Background: Although systemic therapies for melanoma have been improved, the 5-year survival rate of this aggressive cancer remains poor. It has been shown that hsa_circ_0062270 was upregulated in patients with melanoma. However, the relevant mechanism of hsa_circ_0062270 in the progression of melanoma remains unclear.
Methods: The CCK-8, EdU staining, flow cytometry, and transwell assays were used to determine the viability, proliferation, apoptosis and invasion in melanoma cells. An in vivo animal study was performed finally.
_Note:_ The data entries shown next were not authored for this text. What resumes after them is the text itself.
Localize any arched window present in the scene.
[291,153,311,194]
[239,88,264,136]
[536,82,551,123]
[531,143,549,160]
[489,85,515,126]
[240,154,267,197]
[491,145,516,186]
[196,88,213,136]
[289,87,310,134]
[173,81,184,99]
Results: The level of hsa_circ_0062270 was significantly upregulated in melanoma cells. In addition, hsa_circ_0062270 knockdown markedly inhibited the viability, proliferation, invasion and promoted the apoptosis of melanoma cells. Cell division cycle protein 45 (CDC45) is the host gene of hsa_circ_0062270, and downregulation of hsa_circ_0062270 notably decreased the expression of CDC45 in melanoma cells. Rescue assays confirmed that hsa_circ_0062270 regulated the growth of melanoma cells through CDC45. Moreover, RIP analysis showed that hsa_circ_0062270 interacted with RNA-binding protein (RBP) EIF4A3. Furthermore, in vivo study indicated that knockdown of hsa_circ_0062270 inhibited the melanoma tumor growth in vivo.
Conclusions: Downregulation of hsa_circ_0062270 can inhibit the progression of melanoma through downregulation of CDC45. Our findings provide biological mechanisms for the use of hsa_circ_0062270 as a biomarker for melanoma and potential therapeutic target.